The BSE Sensex ended at 81,691.98, down by 823.16 points, or 1%, while the NSE Nifty50 breached the crucial 25,000-mark for the first time since June 5, closing at 24,888.2, down by 253.2 points, or 1.01%. The broader market also saw a surge in selling activity, with the Nifty Midcap100 and Nifty Smallcap100 index falling by 1.73% and 1.90%, respectively.
During the session, the 30-share Sensex declined by as much as 992 points, or 1.2%, to hit an intraday low of 81,523, while the 50-share Nifty slide by 315.5 points to touch the day’s low of 24,826.
“The market's negative close was driven by several factors. Renewed tariff concerns and escalating geopolitical tensions in the Middle East weighed heavily on investor sentiment. Rising crude oil prices, fueled by Middle-East instability and stalled nuclear talks with Iran, added to the bearish mood,” said Vaibhav Vidwani, Research Analyst at Bonanza.
Among individual stocks, shares of domestic aviation companies - IndiGo parent Interglobe Aviation and SpiceJet - ffell by up to 3.4% after an Air India plane crashed near the Sardar Vallabhbhai Patel International Airport in Ahmedabad after take-off.
On the BSE Sensex pack, 27 out of 30 stocks ended in the red zone, led by the Tata group companies – Tata Motors , Titan , Tata Steel , and TCS - which fell in the range of 2.25-2.9%. Among others, Eternal (Zomato) , Power Grid , L&T , Mahindra & Mahindra , HUL , Ultratech Cement , and Axis Bank were among the notable losers. On the other hand, Bajaj Finserv , Asian Paints , and Tech Mahindra were the only gainers, ending marginally higher.
On the sectoral front, all indices closed in the red, with realty, energy, consumer durables, oil & gas, auto, PSU bank, and FMCG emerging as the top laggards.
Caution to prevail in the near terms, say analysts
“Looking ahead, market participants are likely to remain cautious in the near term as they await clarity on global monetary policy direction and domestic macroeconomic data,” said Pranay Aggarwal, Director and CEO of Stoxkart, a discount brokerage firm.
Technically, the Nifty has once again approached the support zone of its short-term moving average—the 20-day EMA—which currently lies around the 24,800-mark, said Ajit Mishra, SVP-Research, Religare Broking. “A decisive break below this level could lead the index back into a consolidation phase.”
Given the prevailing uncertainty, he recommends maintaining strict stop-losses in short-term trades, particularly in the mid-cap and small-cap space.

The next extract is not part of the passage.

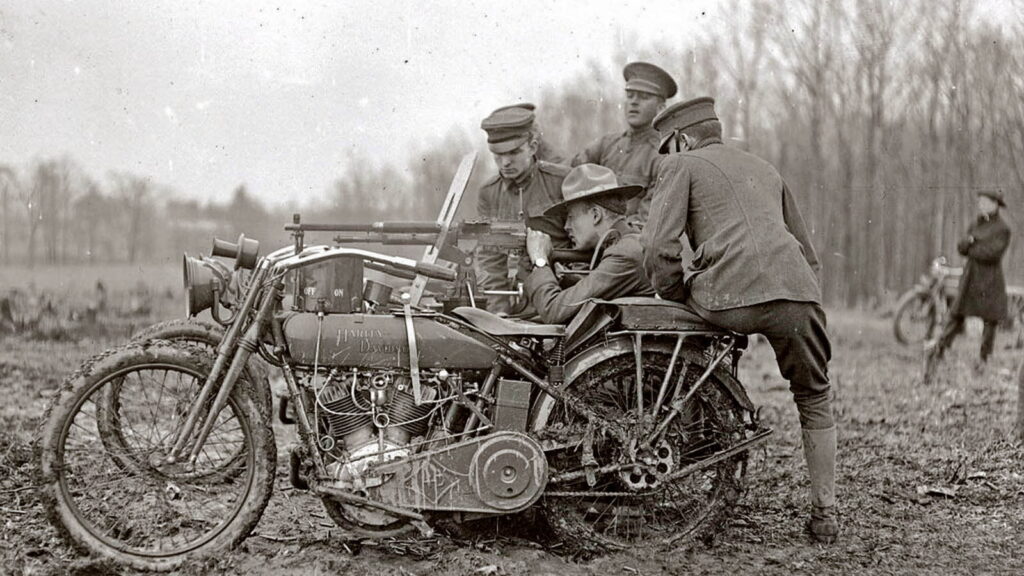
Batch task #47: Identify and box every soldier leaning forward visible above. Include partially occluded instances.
[642,97,839,542]
[476,106,569,314]
[572,61,677,225]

It is also advisable to avoid aggressive long positions until a clearer directional trend emerges, he said.
Vinod Nair, Head of Research at Geojit Investments, said the consolidation in the domestic markets is evolving into a broad-based trend, now extending to large-cap stocks. “Valuation concerns and rising oil prices—driven by the Middle East tensions—are fuelling risk aversion among investors.”

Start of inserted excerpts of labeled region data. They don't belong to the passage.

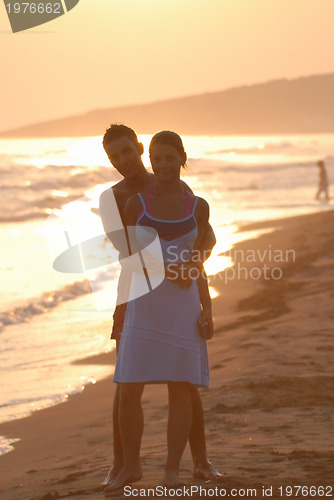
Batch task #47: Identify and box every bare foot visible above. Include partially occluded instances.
[193,461,224,481]
[161,470,181,488]
[103,466,143,492]
[100,464,122,490]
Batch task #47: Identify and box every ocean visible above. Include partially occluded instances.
[0,135,334,453]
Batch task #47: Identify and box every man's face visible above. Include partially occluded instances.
[105,136,143,179]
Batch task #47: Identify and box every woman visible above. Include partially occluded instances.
[111,131,213,489]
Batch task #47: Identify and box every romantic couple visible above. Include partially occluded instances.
[100,124,221,491]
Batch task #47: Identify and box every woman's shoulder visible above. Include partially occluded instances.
[190,195,209,220]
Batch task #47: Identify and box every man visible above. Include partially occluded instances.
[100,124,221,486]
[315,160,329,201]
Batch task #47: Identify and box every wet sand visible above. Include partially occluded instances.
[0,211,334,500]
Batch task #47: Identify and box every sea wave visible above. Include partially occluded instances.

Shrikant Chouhan, Head Equity Research, Kotak Securities, opined that the benchmarks Nifty and Sensex breached the crucial support level of 25,000 and 82,000, respectively, which intensified selling pressure. On daily charts, it has formed a long bearish candle, which supports further weakness from the current levels.

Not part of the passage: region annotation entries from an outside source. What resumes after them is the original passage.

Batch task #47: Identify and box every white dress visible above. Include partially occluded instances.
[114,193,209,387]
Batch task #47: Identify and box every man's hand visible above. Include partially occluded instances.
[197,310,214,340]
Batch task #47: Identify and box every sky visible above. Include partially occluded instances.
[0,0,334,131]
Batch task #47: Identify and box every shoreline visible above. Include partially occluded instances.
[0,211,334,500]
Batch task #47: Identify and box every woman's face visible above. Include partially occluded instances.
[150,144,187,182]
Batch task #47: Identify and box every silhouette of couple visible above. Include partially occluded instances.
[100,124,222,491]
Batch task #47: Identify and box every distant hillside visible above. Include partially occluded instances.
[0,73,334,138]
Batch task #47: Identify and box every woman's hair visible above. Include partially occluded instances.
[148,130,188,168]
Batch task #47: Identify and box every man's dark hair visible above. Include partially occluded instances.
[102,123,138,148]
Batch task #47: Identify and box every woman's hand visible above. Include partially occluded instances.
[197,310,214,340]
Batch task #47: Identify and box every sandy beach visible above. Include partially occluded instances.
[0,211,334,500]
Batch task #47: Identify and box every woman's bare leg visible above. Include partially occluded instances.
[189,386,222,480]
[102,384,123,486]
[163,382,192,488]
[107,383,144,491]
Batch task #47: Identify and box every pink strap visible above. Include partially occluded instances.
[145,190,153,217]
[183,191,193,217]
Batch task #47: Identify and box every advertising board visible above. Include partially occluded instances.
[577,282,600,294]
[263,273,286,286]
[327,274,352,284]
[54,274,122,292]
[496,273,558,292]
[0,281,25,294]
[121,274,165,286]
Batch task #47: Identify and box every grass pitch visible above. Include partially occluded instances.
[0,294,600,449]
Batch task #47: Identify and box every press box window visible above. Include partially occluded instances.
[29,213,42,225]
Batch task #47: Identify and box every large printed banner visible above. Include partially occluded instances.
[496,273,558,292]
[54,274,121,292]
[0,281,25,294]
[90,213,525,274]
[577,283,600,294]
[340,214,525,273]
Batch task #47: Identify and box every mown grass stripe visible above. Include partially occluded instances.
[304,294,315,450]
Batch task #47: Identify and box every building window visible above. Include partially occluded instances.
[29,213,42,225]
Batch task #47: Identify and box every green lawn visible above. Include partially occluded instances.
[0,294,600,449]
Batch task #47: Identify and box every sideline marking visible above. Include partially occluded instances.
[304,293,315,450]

“We are of the view that the short-term market texture is weak, but a fresh selloff is possible only after the dismissal of 24,825/81500 or below the 20-day SMA (Simple Moving Average). Below this level, the market could slip to 24,700-24650/81100-81000. On the other hand, above 24,920/81800, we could expect a quick intraday pullback rally up to 25,000-25,050/82000-82150,” he said.
(DISCLAIMER: The views and opinions expressed by investment experts on fortuneindia.com are either their own or of their organisations, but not necessarily that of fortuneindia.com and its editorial team. Readers are advised to consult certified experts before taking investment decisions.)